From b3ad14832d25ccf130c33dd3161392e1045cdd73 Mon Sep 17 00:00:00 2001
From: root <root@island37.com>
Date: Fri, 1 May 2026 04:34:24 -0500
Subject: [PATCH] =?UTF-8?q?architecture=5Fcomparison:=20Rust=20vs=20Go=20l?=
 =?UTF-8?q?akehouse=20=E2=80=94=20weaknesses,=20strengths,=20abstracts=20t?=
 =?UTF-8?q?o=20address?=
MIME-Version: 1.0
Content-Type: text/plain; charset=UTF-8
Content-Transfer-Encoding: 8bit

J asked for the comparison before locking in primary line. This
report documents what's actually structurally different vs
implementation-level different, and what to do about each.

Key findings:

1. Python sidecar is the single biggest architectural lever
   - Rust: gateway → HTTP → Python sidecar :3200 → HTTP → Ollama
   - Go:   gateway → HTTP → embedd → HTTP → Ollama (no Python)
   - Sidecar adds zero compute over Ollama (just pydantic + httpx)
   - 63× perf gap (8,119 vs 128 RPS) driven by sidecar + cache absence

2. Process model: Rust 1 mega-binary (14.9G RSS), Go 11 daemons
   - Rust: simpler ops at small scale, panic blast radius = whole system
   - Go: per-daemon scale + crash isolation, more config surface

3. Code volume: Go 15,128 lines vs Rust 35,447 + 1,237 sidecar
   - Go is 43% the size doing similar work
   - Gap concentrated in vectord (Rust 11k lines, Go 804 — Lance + benchmarking)

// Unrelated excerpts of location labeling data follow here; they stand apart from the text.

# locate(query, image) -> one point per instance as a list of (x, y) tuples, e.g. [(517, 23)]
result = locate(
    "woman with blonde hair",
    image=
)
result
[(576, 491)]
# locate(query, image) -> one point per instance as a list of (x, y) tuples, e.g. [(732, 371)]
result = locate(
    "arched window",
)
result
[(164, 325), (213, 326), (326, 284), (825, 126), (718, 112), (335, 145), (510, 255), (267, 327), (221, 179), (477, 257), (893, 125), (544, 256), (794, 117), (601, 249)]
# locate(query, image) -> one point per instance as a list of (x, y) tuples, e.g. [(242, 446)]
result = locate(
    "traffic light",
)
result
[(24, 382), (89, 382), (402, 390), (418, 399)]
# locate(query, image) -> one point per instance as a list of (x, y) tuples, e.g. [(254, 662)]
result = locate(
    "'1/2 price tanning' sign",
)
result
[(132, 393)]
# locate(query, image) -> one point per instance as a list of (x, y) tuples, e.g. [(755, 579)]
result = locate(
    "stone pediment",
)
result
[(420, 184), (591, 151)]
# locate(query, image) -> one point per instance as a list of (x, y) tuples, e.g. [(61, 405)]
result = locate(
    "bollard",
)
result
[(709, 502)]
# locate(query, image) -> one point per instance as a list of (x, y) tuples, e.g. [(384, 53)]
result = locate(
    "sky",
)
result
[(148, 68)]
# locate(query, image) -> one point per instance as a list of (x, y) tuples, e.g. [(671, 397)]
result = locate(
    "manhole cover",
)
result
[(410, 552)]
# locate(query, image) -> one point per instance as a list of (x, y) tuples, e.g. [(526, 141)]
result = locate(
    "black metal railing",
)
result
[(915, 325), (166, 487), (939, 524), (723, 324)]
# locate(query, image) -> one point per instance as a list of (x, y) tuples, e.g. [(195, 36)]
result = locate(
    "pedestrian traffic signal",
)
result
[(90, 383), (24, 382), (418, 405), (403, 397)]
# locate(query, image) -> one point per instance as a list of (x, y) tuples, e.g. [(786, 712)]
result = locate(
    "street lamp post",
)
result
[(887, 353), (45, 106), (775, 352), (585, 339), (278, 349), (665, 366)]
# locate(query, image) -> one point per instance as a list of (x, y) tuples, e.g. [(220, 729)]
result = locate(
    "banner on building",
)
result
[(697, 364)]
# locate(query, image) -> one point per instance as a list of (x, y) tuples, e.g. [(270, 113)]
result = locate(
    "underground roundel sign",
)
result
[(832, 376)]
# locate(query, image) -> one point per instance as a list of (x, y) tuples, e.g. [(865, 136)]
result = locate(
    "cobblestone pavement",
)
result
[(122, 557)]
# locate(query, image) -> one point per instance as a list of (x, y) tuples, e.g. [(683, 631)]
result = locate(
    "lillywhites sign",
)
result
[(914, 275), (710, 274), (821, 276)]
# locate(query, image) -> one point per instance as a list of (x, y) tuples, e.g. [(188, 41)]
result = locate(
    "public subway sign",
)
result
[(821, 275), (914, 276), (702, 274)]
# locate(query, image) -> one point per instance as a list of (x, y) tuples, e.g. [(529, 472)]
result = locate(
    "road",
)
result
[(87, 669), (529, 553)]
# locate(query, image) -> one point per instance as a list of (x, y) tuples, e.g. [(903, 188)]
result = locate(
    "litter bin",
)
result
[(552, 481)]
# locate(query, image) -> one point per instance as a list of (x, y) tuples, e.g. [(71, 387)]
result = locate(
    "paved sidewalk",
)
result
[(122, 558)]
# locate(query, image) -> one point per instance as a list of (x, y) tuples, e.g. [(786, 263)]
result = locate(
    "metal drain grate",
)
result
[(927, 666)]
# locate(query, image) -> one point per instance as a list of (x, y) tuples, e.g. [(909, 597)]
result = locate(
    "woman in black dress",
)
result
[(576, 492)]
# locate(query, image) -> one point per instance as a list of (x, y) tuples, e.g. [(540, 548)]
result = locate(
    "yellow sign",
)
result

4. Distillation pipeline asymmetry
   - Audit/observation: BOTH sides parallel-mature
   - Production: Rust-only (materializer + replay + RAG/pref export)
   - Go can READ everything but can't PRODUCE evidence

5. Production validators (FillValidator/EmailValidator/'/v1/validate')
   - Rust has them (1,286 lines, 12 tests each)
   - Go doesn't — matrix gate covers role bleed but not structural validation

Cross-cutting abstracts to address regardless of which wins:
- Drop Python sidecar from Rust (call Ollama directly)
- Add LRU embed cache to Rust aibridge
- Port materializer + replay + validators to Go
- Pin shared JSONL schemas as canonical (both runtimes consume same spec)
- Decide on Lance backend (defer until corpus > 5M rows)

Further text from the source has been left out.